NKT backs Taiwan’s first subsea cable factory for offshore wind

Danish cable giant NKT is banking on “rapid growth” in Taiwan’s offshore wind market and further Asian growth as it supports plans for the country’s first subsea cable factory.

NKT will help Walsin Lihwa with the factory by providing technical support and supplying its technology under licence
NKT will help Walsin Lihwa with the factory by providing technical support and supplying its technology under licence

It has signed a joint venture agreement for the factory with Walsin Lihwa, through which it will provide its Taiwanese counterpart with technical support, and supply its technology under licence.

The factory in Kaohsiung in the country's south-west is due to be fully operational from 2027, and will produce high- (HV) and medium-voltage (MV) alternating current (AC) power cables – mainly for the Taiwanese offshore wind market.

NKT explained that it expects this market to “grow rapidly” in the next decade, following a series of gigawatt-scale offshore wind auctions.

The Danish firm will licence its offshore HV AC static export cables and MV AC dynamic inter-array cables to Walsin Lihwa.

It will own 10% of the joint venture, but will not provide capital investment for the factory. It will receive returns based on royalties and dividends. 

Meanwhile, Walsin Lihwa will invest NTD 2.7 billion ($88.8 million) in the factory, it stated. It is as-yet unclear how much the entire factory will cost.

NKT president and CEO, Alexander Kara explained: “The joint venture is an attractive opportunity for NKT from a financial perspective and an opportunity for us to participate in a new, growing market, which is otherwise challenging to serve. 

“It is an important first step for NKT to establish presence in the Asian high- and medium-voltage market and a platform for future growth in the region.”

Taiwan was an early mover in offshore wind in Asia Pacific, awarding grid connection rights for 8.5GW of capacity across three rounds.

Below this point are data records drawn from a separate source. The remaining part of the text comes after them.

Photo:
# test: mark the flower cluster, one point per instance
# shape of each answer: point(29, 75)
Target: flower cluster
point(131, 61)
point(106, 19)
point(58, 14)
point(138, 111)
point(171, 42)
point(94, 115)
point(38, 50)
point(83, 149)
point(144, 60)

It is due to hold further 3GW rounds this year and next.

Localisation is a key requirement for offshore wind developers seeking to build projects in Taiwan, prompting several western companies to partner with local groups.

The country already has 128MW of operational capacity across two demonstration projects, according to Windpower Intelligence, the research and data division of Windpower Monthly.